My eldest has flown the nest – I feel his absence in the leftovers

With one child now away at university, I’m failing at portion control. But there’s a reason the fridge is full of Tupperware boxes …

Jay Rayner
Thursday 12 October 2017 12.00 BST

If I want to understand the profound change my family has undergone I need only look in the fridge. For in there, piled one atop the other, I will find them: Tupperware boxes, stuffed full of leftovers. Obviously, leftovers in our fridge are nothing new. What’s changed is the volume of them. The fact is our eldest child has left home for university, and while I feel his absence in the lack of discarded clothes on the floor of his room and the silencing of the banter guns, when I get to the stove, I simply forget: I cook as if we were still four not three. I suffer an abject failure of portion control.

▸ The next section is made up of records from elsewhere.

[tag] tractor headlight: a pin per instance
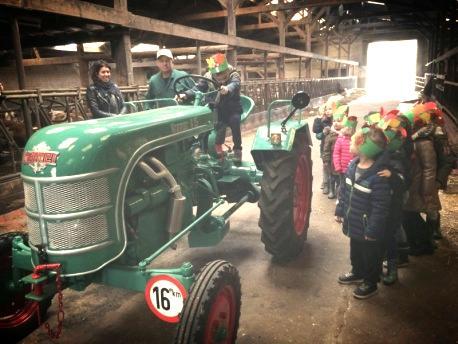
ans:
(275, 138)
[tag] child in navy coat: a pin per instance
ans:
(362, 208)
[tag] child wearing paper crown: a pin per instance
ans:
(331, 136)
(342, 155)
(397, 160)
(362, 208)
(430, 169)
(227, 104)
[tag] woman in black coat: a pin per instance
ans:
(104, 97)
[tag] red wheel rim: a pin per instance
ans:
(221, 320)
(302, 189)
(18, 312)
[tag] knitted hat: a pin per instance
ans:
(217, 63)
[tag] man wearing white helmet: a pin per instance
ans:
(160, 85)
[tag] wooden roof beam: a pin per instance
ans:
(263, 8)
(85, 10)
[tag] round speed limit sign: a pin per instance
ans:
(165, 297)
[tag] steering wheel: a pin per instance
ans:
(203, 89)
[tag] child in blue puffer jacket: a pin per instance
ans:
(362, 208)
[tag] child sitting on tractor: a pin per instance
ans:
(227, 103)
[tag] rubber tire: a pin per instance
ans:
(276, 204)
(14, 334)
(212, 278)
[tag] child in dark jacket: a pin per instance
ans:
(363, 206)
(397, 161)
(228, 103)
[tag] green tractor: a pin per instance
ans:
(104, 198)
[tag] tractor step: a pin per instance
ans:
(229, 179)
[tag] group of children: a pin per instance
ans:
(385, 175)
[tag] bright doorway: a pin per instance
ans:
(391, 69)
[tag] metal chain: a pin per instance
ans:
(54, 334)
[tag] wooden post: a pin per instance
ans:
(232, 30)
(308, 47)
(265, 65)
(18, 54)
(282, 41)
(123, 57)
(198, 58)
(21, 75)
(339, 74)
(83, 66)
(244, 73)
(300, 67)
(326, 52)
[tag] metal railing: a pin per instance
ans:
(49, 106)
(419, 83)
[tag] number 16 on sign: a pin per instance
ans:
(165, 297)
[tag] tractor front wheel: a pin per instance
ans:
(18, 316)
(212, 310)
(285, 202)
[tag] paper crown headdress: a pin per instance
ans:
(426, 113)
(366, 145)
(394, 129)
(217, 63)
(339, 112)
(350, 122)
(372, 118)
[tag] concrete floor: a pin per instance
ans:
(300, 302)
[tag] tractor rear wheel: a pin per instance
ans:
(212, 310)
(285, 202)
(18, 316)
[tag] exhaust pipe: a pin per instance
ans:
(177, 204)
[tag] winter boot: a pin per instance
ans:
(219, 151)
(325, 188)
(332, 190)
(437, 235)
(392, 273)
(237, 155)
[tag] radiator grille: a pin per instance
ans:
(77, 233)
(34, 232)
(29, 197)
(72, 197)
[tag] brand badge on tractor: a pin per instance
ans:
(40, 157)
(165, 297)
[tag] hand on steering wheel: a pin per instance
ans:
(195, 87)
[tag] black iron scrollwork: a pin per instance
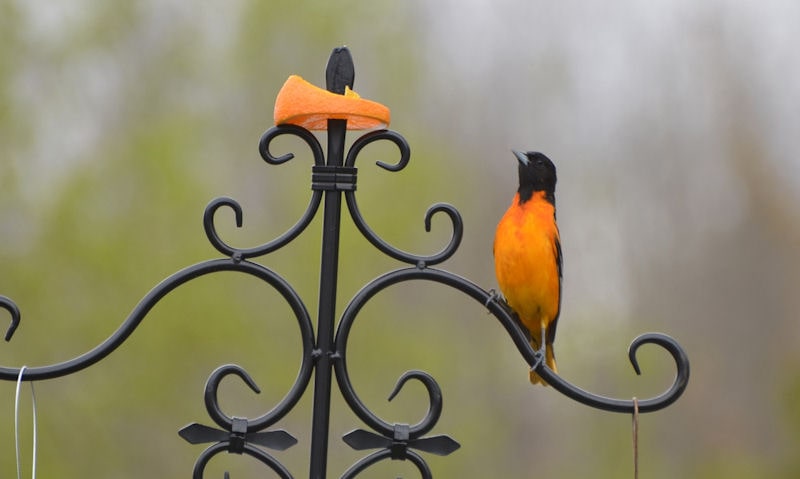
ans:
(325, 354)
(13, 310)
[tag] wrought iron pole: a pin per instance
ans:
(325, 354)
(339, 73)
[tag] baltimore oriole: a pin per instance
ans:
(527, 254)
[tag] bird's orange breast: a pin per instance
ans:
(526, 265)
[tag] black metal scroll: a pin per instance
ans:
(334, 175)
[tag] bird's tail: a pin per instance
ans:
(550, 360)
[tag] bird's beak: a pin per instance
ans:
(522, 157)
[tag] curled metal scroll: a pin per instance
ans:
(241, 435)
(291, 233)
(252, 451)
(520, 338)
(12, 308)
(151, 299)
(374, 238)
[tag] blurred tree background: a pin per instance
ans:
(674, 128)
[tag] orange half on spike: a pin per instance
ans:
(303, 104)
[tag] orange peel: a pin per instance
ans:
(303, 104)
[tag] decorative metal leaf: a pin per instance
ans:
(277, 440)
(439, 445)
(198, 434)
(360, 440)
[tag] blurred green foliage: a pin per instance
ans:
(120, 121)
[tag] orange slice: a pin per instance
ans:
(303, 104)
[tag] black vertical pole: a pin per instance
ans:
(338, 74)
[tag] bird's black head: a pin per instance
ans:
(536, 173)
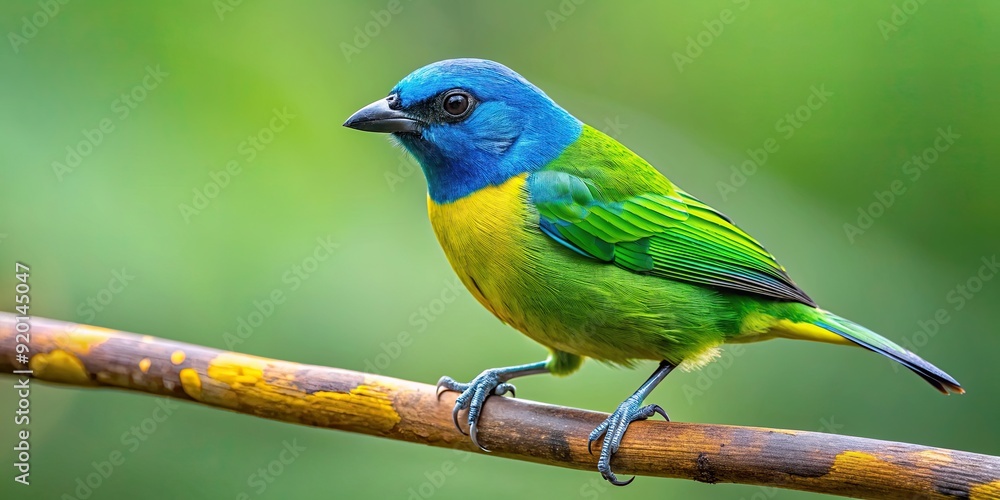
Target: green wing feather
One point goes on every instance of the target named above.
(605, 202)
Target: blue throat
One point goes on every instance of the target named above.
(457, 172)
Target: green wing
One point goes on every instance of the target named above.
(605, 202)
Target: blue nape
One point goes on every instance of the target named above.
(515, 128)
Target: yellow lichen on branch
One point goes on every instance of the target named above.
(332, 398)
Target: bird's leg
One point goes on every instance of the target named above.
(488, 383)
(613, 429)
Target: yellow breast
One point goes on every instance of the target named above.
(484, 237)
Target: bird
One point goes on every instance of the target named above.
(574, 240)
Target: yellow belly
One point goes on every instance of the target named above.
(480, 237)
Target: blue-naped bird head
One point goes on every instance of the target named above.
(471, 123)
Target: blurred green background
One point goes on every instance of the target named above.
(898, 71)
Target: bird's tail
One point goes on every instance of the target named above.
(854, 333)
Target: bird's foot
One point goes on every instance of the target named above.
(613, 429)
(473, 395)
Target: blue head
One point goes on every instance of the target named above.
(471, 123)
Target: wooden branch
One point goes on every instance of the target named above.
(90, 356)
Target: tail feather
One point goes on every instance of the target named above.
(875, 342)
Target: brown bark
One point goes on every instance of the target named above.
(332, 398)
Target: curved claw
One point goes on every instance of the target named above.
(504, 388)
(660, 410)
(613, 430)
(454, 418)
(614, 480)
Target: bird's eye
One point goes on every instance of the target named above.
(456, 103)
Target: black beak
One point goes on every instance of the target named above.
(379, 117)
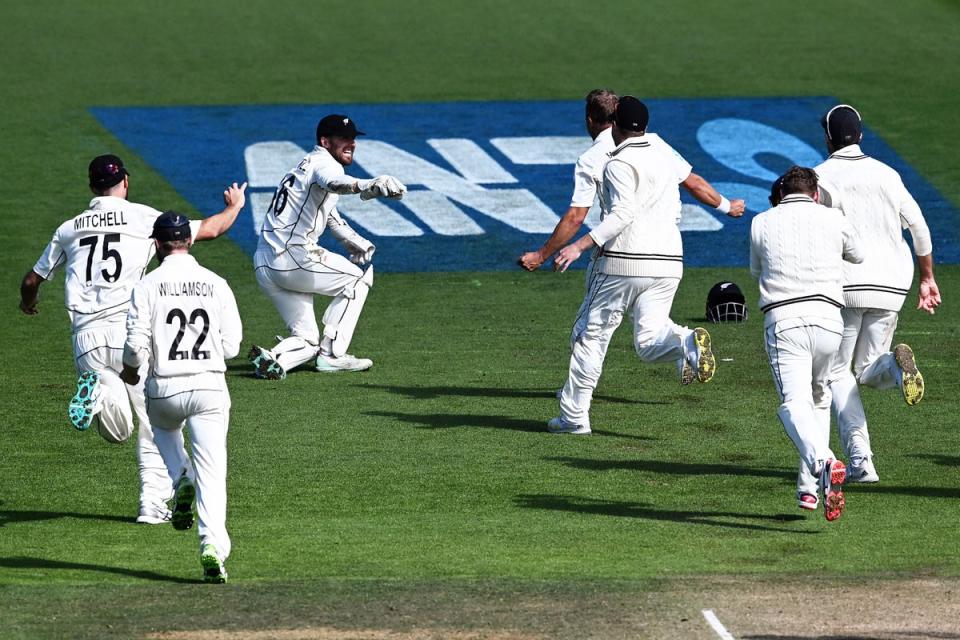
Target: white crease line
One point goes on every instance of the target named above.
(716, 625)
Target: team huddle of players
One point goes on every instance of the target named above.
(831, 285)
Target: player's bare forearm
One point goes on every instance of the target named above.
(566, 228)
(30, 292)
(929, 295)
(216, 225)
(570, 253)
(704, 192)
(129, 375)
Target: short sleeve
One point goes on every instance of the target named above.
(53, 256)
(584, 186)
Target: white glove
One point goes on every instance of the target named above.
(381, 187)
(361, 250)
(362, 257)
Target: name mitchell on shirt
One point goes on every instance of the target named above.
(105, 219)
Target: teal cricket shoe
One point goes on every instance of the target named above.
(85, 403)
(183, 496)
(213, 570)
(265, 366)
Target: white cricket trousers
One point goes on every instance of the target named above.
(867, 336)
(206, 414)
(655, 337)
(293, 279)
(101, 350)
(801, 352)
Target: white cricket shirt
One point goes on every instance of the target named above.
(797, 250)
(186, 317)
(638, 235)
(302, 205)
(105, 251)
(878, 206)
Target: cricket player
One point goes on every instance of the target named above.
(183, 322)
(639, 266)
(587, 177)
(878, 206)
(105, 251)
(797, 250)
(291, 268)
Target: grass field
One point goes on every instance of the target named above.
(423, 498)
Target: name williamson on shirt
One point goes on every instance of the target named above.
(204, 289)
(105, 219)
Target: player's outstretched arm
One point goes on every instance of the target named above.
(569, 254)
(30, 292)
(216, 225)
(566, 228)
(379, 187)
(705, 193)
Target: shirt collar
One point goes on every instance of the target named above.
(179, 257)
(849, 151)
(101, 202)
(796, 197)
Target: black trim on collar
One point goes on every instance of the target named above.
(639, 143)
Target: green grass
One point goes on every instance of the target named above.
(433, 468)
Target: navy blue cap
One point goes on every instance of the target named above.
(171, 225)
(631, 114)
(843, 125)
(337, 124)
(106, 171)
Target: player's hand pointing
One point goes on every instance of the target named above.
(565, 257)
(234, 196)
(737, 208)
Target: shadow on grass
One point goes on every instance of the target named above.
(644, 511)
(432, 393)
(455, 420)
(8, 516)
(676, 468)
(21, 562)
(466, 420)
(936, 458)
(920, 492)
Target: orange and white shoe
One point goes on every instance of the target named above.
(909, 377)
(832, 477)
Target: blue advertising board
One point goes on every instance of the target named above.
(489, 180)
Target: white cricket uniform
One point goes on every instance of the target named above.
(105, 251)
(638, 268)
(797, 251)
(878, 206)
(185, 317)
(588, 189)
(291, 268)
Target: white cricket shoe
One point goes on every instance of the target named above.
(861, 469)
(346, 362)
(213, 569)
(154, 514)
(559, 425)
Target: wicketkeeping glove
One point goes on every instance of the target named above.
(381, 187)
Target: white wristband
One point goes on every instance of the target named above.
(724, 206)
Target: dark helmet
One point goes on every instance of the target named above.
(725, 303)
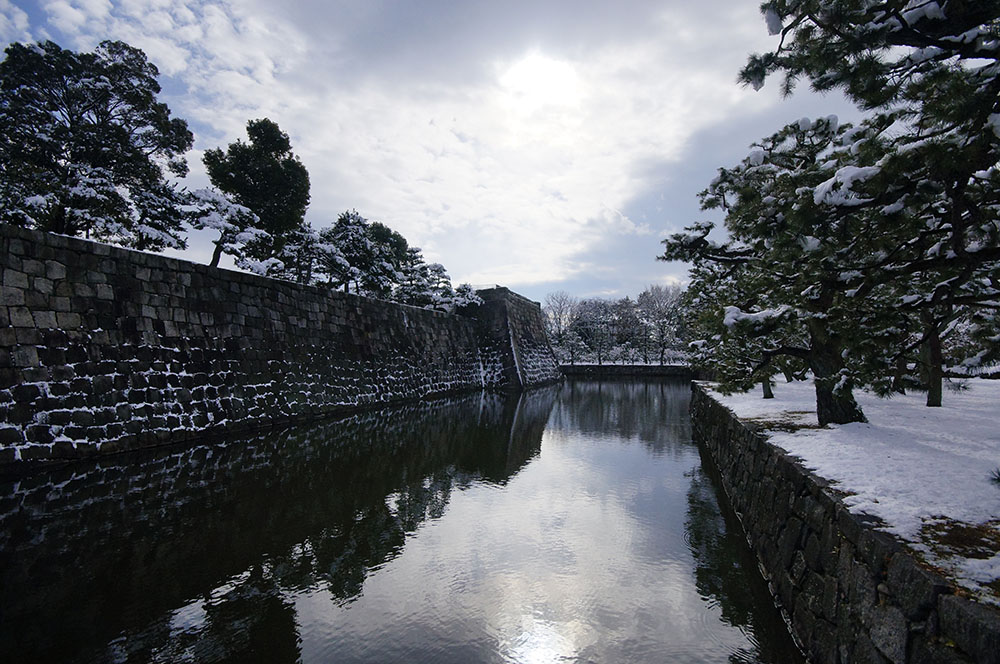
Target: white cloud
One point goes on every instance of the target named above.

The amount we cook is much more than a matter of mere practicalities. It is an expression of self, of history. Doubtless, there are those who will now feel compelled to point out the existence of food banks, and of those just scraping by. This portion-size failure of mine is clearly the worst kind of over-privilege. Well, yes. Of course. But it’s likely that the complainers didn’t grow up with a mother who knew genuine food poverty; a woman who, as an evacuee, recalled stealing swedes from a farmer’s field to supplement her diet. For her, the act of over-catering, was not just a mark of generosity. It was a way of declaring victory over the odds that had been stacked against her.